Autrement posé, le recours d’un syndicat de copropriétaires vaut pour « la collectivité des copropriétaires« . De sorte que le recours gracieux formé par un syndicat de copropriétaires n’a pas pour effet de proroger le délai de recours contentieux des co-propriétaires, pris individuellement.
Ensuite, et c’est sur ce point que la décision est fichée, le Conseil d’Etat a décliné sa grille d’analyse des dispositions de l’article L. 600-1-2 du Code de l’urbanisme, posée dans sa décision Bartolomei (CE 13 avril 2016, n° 389798), au syndicat de copropriétaires d’un immeuble immédiatement voisin du projet autorisé par un permis de construire.
Ainsi a-t-il rappelé que :
« Il résulte de ces dispositions qu’il appartient, en particulier, à tout requérant qui saisit le juge administratif d’un recours pour excès de pouvoir tendant à l’annulation d’un permis de construire, de démolir ou d’aménager, de préciser l’atteinte qu’il invoque pour justifier d’un intérêt lui donnant qualité pour agir, en faisant état de tous éléments suffisamment précis et étayés de nature à établir que cette atteinte est susceptible d’affecter directement les conditions d’occupation, d’utilisation ou de jouissance de son bien. Il appartient au défendeur, s’il entend contester l’intérêt à agir du requérant, d’apporter tous les éléments de nature à établir que les atteintes alléguées sont dépourvues de réalité. Le juge de l’excès de pouvoir apprécie la recevabilité de la requête au vu des éléments ainsi versés au dossier par les parties, en écartant le cas échéant les allégations qu’il jugerait insuffisamment étayées mais sans pour autant exiger de l’auteur du recours qu’il apporte la preuve du caractère certain des atteintes qu’il invoque au soutien de la recevabilité de celui-ci. Eu égard à sa situation particulière, le voisin immédiat, justifie, en principe, d’un intérêt à agir lorsqu’il fait état devant le juge, qui statue au vu de l’ensemble des pièces du dossier, d’éléments relatifs à la nature, à l’importance ou à la localisation du projet de construction ».
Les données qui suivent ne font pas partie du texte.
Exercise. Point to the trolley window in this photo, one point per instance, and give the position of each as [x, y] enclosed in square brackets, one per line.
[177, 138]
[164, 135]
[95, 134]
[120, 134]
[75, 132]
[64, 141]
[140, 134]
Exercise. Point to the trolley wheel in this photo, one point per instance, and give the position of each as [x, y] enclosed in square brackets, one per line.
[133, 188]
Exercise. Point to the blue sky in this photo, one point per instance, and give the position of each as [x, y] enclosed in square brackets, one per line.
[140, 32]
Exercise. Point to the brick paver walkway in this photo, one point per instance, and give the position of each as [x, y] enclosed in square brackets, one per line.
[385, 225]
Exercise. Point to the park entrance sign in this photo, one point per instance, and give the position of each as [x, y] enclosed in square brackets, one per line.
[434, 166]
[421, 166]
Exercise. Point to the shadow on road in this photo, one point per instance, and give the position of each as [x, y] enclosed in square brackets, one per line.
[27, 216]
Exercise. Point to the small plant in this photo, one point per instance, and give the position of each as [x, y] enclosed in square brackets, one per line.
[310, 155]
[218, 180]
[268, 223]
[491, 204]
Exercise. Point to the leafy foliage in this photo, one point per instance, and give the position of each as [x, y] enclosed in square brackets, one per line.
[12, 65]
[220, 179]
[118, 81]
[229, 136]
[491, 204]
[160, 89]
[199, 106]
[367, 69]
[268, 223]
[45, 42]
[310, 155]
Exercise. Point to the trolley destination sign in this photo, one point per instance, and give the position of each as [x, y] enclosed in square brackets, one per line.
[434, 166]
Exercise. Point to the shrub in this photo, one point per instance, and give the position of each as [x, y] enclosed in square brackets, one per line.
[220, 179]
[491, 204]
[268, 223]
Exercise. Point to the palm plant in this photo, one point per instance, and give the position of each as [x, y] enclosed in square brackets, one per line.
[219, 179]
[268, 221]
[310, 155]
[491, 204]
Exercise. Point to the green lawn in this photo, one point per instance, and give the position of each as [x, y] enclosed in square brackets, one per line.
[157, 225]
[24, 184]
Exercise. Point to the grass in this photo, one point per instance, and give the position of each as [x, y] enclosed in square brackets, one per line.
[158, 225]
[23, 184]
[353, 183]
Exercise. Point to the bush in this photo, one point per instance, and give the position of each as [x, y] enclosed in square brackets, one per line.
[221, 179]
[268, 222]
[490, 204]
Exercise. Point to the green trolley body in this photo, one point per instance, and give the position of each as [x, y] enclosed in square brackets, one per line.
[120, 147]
pour y ajouter qu’ « il en va de même lorsque le requérant est un syndicat de copropriétaires » (considérant 6).
En d’autres termes, le syndicat des copropriétaires d’un immeuble situé sur la parcelle jouxtant le terrain d’assiette d’un projet de construction ayant donné lieu à permis de construire, qui fait notamment état, pour justifier de son intérêt à demander l’annulation de ce permis, de l’importance du projet, justifie d’un intérêt pour agir.
En l’espèce, l’importance du projet se déduisant des 74 logements en vis-à-vis de la résidence, au triplement de la surface bâtie existante sur la parcelle du terrain d’assiette du projet ainsi qu’à la création de 124 places de stationnement.
Pour le Conseil d’Etat, ces éléments suffisaient à justifier de l’intérêt pour agir du syndicat requérant.